Saturday 16 February 2013

Tarapoto... enjoying a perfect evening



I am sitting in a lovely restaurant, enjoying a light evening breeze and listening to Hey Jude being played on an Andean Pipe mixed tape… it is a perfect night. 

And it follows a spectacular afternoon.  No great adventure, but time spent with a friend looking at homes and property in the small town of Lamas just outside of Tarapoto.  There is raw land for sale for the equivalent of $120.00 per hectare.   Homes for sale on a couple of hectares for about $80,000.  Which do you think I am more interested in? 

One home I saw would have been perfect… and thus a perfect example of the kind of dwelling to copy.  Tropical mosquito screen walls, beautiful wood beams, incredible bathroom… Bet I can do that too but with way less money.  A jungle retreat for when I get tired of the Chachapoyan rains.  Four wheel drive necessary. 

I am a nutbar, obviously.

We drove back towards town stopping to pick up local farmers leaving their fields for the day and carrying heavy bags of bounty.  There were a couple of women in colourful hot pink and orange native dress carrying loads down their backs slung traditionally from their heads, thus leaving their hands free.  Into the back of the pickup they all went until there was no more room, and every now and then someone would bang the top of the cab to indicate it was drop off time.

After our last guest had hopped down we made a beeline for coffee at a cafĂ© run by a local collective and it was delicious.  Bought as much coffee as I think my suitcase can accommodate.  As my suitcase is already bulging at the seams it is becoming obvious that I will be buying a larger bag in Lima… I love to shop at the Indian Market there!  Shawls, belts, sweaters, baskets, trinkets and jewellery.   If the god of air travel are kind I should have a whole day to devote to this passion.  J

I think I would have done well as a travelling gypsy.   Wherever I park my butt becomes  home.  So I wonder, why move on?  Why return?  On a tip from a fellow traveller I read a book called The Alchemist about a traveller setting out to seek a fortune, the lessons learned, and following the path that life and situation dictate.  Not a great description, not a big book, but it stressed the importance of moving forward not back. 

So why do I return?  Ask me again when I am back in Courtenay and I will probably then ask why do I want to leave…  I have been roaming since I was a teenager, and 35 years later I still don’t seem able to settle down. 

… back in my hammock after a lovely salad of palm hearts and avocado, washed down with a lovely tropical juice called Cocana.  Mmm, Mmmm Good.

I have done my online check in for my flight tomorrow afternoon which will leave me the better part of the day to occupy myself.  Maybe a boulder-hop up river? 

Oh ick, there is something crawling up my leg… 
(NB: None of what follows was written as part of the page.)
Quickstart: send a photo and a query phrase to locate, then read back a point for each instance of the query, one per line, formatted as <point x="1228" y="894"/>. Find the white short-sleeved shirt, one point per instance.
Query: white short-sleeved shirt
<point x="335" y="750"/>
Now it is a squished something.

There is some REALLY BAD karaoke going on at the bar across the street.  Last night the music was loud and played late into the night, not to mention Mr. Action Film watching TV at a stupid volume until the wee hours.  Oh the joys.

But how I wish I could gather you all up and bring you here… everyone should have the opportunity to sit or swing in this idyllic setting (karaoke excepted).  The air is perfect, warm enough to appreciate the gentle cool breeze that drifts by.  Gently rocking back and forth I look up and see the intricacies of the woven grass roof, down to my favourite deep red terracotta tile floor and out to the tropical gardens backlit by the warm-white glow coming from the occupied rooms.  That I could pack this up and bring it home to my backyard. 

I am going to just sit here and rock back and forth for a while… giving the mosquitoes their quota of blood while I do.  After all it is the jungle.  Tonight I intend to enjoy it enough for everyone.